Continuing exponential growth in transistor density and diminishing returns from the increasing transistor count have forced processor manufacturers to pack multiple processor cores onto a single chip. These processors, known as multi-core processors, generally do not improve the performance of single-threaded applications. Automatic parallelization has a key role to play in improving the performance of legacy and newly written single-threaded applications in this new multi-threaded era.

Automatic parallelizations transform single-threaded code into a semantically equivalent multi-threaded code by preserving the dependences of the original code. This dissertation proposes two new automatic parallelization techniques that differ from related existing techniques in their handling of dependences. This difference in dependence handling enables the proposed techniques to outperform related techniques.

The first technique is known as parallel-stage decoupled software pipelining (PS-DSWP). PS-DSWP extends pipelined parallelization techniques like DSWP by allowing certain pipelined stages to be executed by multiple threads. Such a parallel execution of pipelined stages requires distinguishing inter-iteration dependences of the loop being parallelized from the rest of the dependences. The applicability and effectiveness of PS-DSWP is further enhanced by applying speculation to remove some dependences.

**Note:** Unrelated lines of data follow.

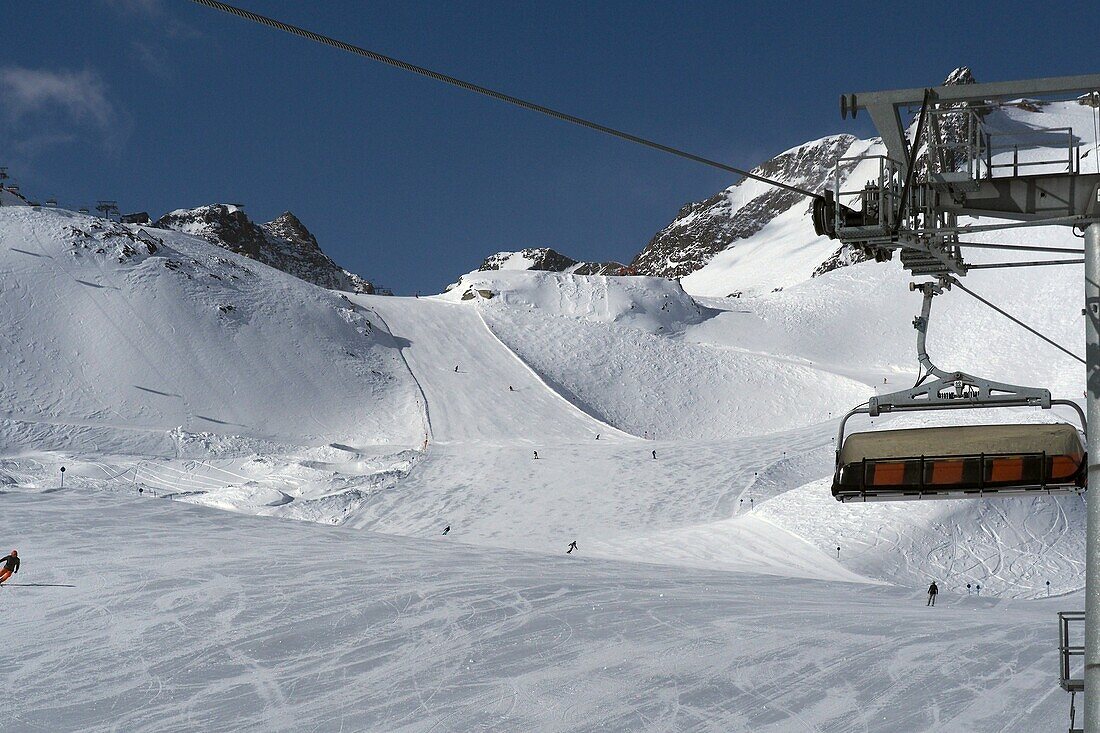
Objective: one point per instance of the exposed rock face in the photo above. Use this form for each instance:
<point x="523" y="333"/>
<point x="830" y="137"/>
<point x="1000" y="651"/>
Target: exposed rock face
<point x="284" y="243"/>
<point x="705" y="228"/>
<point x="138" y="218"/>
<point x="549" y="260"/>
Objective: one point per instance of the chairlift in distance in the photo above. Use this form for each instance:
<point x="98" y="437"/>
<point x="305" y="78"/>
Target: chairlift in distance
<point x="963" y="461"/>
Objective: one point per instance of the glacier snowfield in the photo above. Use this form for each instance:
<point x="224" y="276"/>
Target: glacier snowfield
<point x="299" y="451"/>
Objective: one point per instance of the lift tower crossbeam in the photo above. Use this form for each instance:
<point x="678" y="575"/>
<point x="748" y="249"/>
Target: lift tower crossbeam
<point x="965" y="176"/>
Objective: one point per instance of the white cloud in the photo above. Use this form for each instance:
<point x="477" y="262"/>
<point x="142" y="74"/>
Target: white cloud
<point x="78" y="95"/>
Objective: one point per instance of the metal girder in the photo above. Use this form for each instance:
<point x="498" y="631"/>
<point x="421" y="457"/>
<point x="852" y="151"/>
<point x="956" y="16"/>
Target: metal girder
<point x="1026" y="198"/>
<point x="884" y="106"/>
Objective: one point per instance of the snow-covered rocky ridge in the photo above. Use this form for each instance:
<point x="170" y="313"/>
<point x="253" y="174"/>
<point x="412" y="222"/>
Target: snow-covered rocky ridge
<point x="548" y="260"/>
<point x="283" y="243"/>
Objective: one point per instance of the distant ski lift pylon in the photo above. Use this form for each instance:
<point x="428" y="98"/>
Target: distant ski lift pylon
<point x="958" y="461"/>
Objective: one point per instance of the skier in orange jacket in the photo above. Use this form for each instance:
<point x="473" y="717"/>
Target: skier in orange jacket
<point x="10" y="566"/>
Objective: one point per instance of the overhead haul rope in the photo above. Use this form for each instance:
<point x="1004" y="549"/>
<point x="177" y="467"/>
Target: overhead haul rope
<point x="499" y="96"/>
<point x="1057" y="346"/>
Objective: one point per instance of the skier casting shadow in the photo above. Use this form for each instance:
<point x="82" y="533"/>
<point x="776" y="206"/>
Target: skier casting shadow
<point x="10" y="566"/>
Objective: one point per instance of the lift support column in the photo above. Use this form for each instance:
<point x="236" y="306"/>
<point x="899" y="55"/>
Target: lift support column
<point x="1091" y="707"/>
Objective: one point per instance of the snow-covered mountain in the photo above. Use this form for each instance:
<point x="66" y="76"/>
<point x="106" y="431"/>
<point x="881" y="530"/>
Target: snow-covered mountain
<point x="283" y="243"/>
<point x="685" y="442"/>
<point x="548" y="260"/>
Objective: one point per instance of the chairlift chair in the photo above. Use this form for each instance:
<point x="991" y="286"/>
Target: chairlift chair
<point x="964" y="460"/>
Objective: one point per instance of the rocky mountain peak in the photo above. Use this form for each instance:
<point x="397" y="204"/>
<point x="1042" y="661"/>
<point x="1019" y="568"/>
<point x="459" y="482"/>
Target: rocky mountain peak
<point x="702" y="229"/>
<point x="960" y="75"/>
<point x="283" y="243"/>
<point x="548" y="260"/>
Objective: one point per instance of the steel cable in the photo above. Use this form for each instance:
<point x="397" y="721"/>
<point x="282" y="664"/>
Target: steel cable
<point x="317" y="37"/>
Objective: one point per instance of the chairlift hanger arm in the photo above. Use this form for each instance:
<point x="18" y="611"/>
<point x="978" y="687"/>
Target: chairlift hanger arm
<point x="1021" y="248"/>
<point x="1035" y="263"/>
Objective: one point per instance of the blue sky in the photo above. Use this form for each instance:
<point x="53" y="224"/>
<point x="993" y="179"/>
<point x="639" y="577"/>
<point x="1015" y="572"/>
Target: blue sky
<point x="164" y="104"/>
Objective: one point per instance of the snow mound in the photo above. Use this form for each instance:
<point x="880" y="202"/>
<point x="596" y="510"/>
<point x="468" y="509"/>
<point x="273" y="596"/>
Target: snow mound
<point x="119" y="335"/>
<point x="647" y="304"/>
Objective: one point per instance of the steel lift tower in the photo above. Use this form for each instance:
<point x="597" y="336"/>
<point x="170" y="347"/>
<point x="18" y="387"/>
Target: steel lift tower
<point x="950" y="164"/>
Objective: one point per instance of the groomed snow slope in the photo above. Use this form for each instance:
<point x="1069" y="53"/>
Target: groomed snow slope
<point x="114" y="338"/>
<point x="186" y="619"/>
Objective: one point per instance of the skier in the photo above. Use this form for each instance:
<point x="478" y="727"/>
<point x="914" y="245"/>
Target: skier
<point x="10" y="566"/>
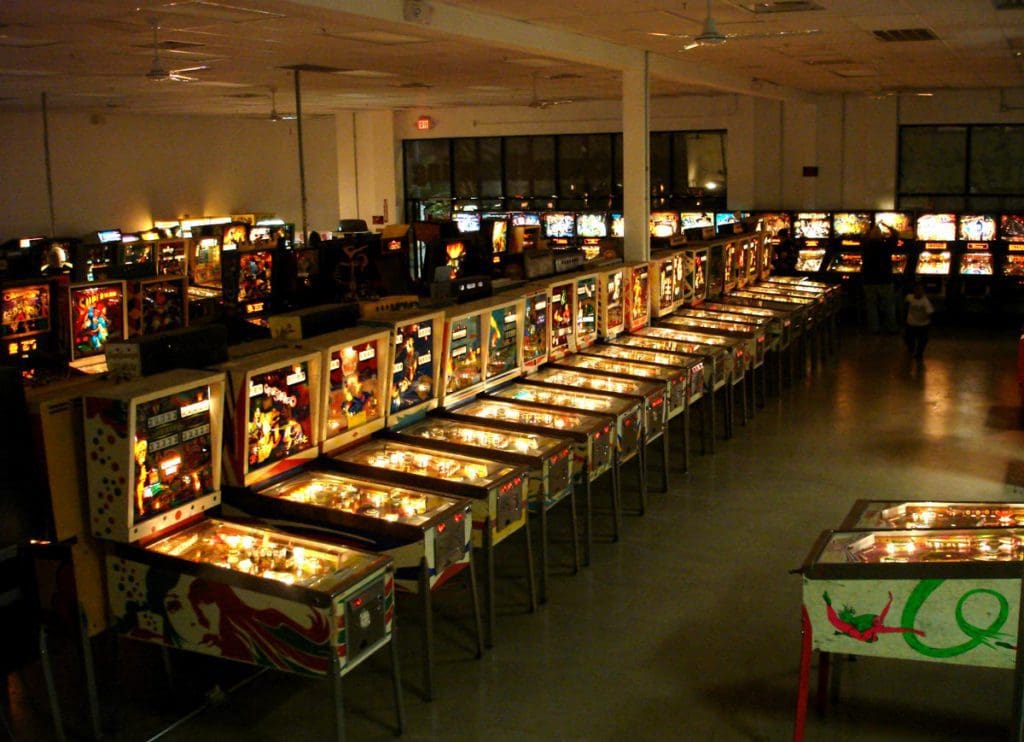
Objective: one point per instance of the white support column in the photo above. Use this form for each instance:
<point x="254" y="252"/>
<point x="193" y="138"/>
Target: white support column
<point x="636" y="160"/>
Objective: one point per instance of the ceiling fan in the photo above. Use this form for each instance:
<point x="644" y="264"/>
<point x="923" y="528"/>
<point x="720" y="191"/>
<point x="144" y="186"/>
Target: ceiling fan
<point x="157" y="71"/>
<point x="542" y="103"/>
<point x="274" y="116"/>
<point x="711" y="36"/>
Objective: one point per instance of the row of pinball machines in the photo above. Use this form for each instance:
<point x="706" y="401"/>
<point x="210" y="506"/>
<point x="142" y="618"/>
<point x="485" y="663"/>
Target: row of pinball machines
<point x="942" y="577"/>
<point x="65" y="301"/>
<point x="308" y="478"/>
<point x="964" y="259"/>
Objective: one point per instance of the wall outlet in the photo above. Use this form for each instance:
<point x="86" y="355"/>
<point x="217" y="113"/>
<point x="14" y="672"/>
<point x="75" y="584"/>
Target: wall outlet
<point x="418" y="11"/>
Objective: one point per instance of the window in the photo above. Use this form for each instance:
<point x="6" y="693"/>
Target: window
<point x="568" y="171"/>
<point x="961" y="168"/>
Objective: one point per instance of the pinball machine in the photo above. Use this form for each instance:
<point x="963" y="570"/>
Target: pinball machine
<point x="415" y="361"/>
<point x="739" y="362"/>
<point x="651" y="395"/>
<point x="755" y="341"/>
<point x="153" y="481"/>
<point x="354" y="386"/>
<point x="930" y="594"/>
<point x="592" y="435"/>
<point x="467" y="329"/>
<point x="547" y="456"/>
<point x="689" y="380"/>
<point x="498" y="491"/>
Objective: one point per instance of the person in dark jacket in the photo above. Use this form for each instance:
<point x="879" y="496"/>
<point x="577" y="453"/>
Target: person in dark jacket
<point x="877" y="277"/>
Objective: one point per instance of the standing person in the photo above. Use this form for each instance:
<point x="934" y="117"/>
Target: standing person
<point x="877" y="275"/>
<point x="919" y="317"/>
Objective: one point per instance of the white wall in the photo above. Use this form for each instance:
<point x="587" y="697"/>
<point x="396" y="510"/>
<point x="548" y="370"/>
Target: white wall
<point x="124" y="171"/>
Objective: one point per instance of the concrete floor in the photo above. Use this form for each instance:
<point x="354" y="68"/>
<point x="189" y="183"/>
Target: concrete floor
<point x="688" y="627"/>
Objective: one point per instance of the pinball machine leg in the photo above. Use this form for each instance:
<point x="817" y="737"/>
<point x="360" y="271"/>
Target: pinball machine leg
<point x="616" y="498"/>
<point x="821" y="697"/>
<point x="665" y="459"/>
<point x="764" y="383"/>
<point x="642" y="474"/>
<point x="90" y="674"/>
<point x="574" y="529"/>
<point x="686" y="438"/>
<point x="543" y="509"/>
<point x="530" y="574"/>
<point x="399" y="704"/>
<point x="488" y="577"/>
<point x="165" y="656"/>
<point x="588" y="526"/>
<point x="712" y="421"/>
<point x="428" y="631"/>
<point x="339" y="696"/>
<point x="475" y="597"/>
<point x="51" y="690"/>
<point x="800" y="721"/>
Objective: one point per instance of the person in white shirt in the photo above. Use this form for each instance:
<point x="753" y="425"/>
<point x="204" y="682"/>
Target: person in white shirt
<point x="919" y="317"/>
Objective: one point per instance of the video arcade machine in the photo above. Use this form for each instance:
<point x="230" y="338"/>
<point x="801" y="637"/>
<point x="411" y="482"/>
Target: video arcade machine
<point x="694" y="276"/>
<point x="936" y="233"/>
<point x="464" y="350"/>
<point x="663" y="284"/>
<point x="503" y="359"/>
<point x="812" y="231"/>
<point x="975" y="261"/>
<point x="587" y="301"/>
<point x="561" y="317"/>
<point x="559" y="231"/>
<point x="1012" y="269"/>
<point x="95" y="315"/>
<point x="771" y="223"/>
<point x="849" y="231"/>
<point x="157" y="304"/>
<point x="248" y="285"/>
<point x="611" y="302"/>
<point x="899" y="225"/>
<point x="592" y="233"/>
<point x="536" y="333"/>
<point x="284" y="602"/>
<point x="27" y="328"/>
<point x="664" y="228"/>
<point x="495" y="241"/>
<point x="697" y="225"/>
<point x="637" y="296"/>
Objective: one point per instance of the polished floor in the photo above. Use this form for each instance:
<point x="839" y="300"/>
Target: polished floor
<point x="688" y="627"/>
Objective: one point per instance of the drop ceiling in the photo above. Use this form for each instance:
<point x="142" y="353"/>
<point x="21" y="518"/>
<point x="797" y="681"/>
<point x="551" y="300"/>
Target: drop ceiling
<point x="95" y="54"/>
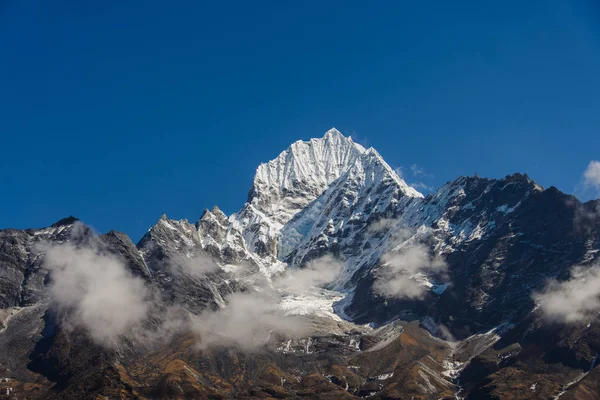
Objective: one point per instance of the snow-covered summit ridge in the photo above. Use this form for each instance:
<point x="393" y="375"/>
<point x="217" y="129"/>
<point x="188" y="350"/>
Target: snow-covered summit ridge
<point x="300" y="174"/>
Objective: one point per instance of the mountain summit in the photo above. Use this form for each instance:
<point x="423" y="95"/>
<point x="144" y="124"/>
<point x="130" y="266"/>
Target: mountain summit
<point x="335" y="280"/>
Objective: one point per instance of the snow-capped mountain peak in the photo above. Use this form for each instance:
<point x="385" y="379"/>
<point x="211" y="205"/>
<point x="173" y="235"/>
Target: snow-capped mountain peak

The second technique, known as speculative iteration chunk execution (Spice), uses value speculation to ignore inter-iteration dependences, enabling speculative execution of chunks of iterations in parallel. Unlike other value-speculation based parallelization techniques, Spice speculates only a few dynamic instances of those inter-iteration dependences.

Both these techniques are implemented in the VELOCITY compiler and are evaluated using a multi-core Itanium 2 simulator. PS-DSWP results in a geometric mean loop speedup of 2.13 over single-threaded performance with five threads on a set of loops from five benchmarks. The use of speculation improves the performance of PS-DSWP resulting in a geometric mean loop speedup of 3.67 over single-threaded performance on a set of loops from six benchmarks. Spice shows a geometric mean loop speedup of 2.01 on a set of loops from four benchmarks. Based on the above experimental results and qualitative and quantitative comparisons with related techniques, this dissertation demonstrates the effectiveness of the proposed techniques.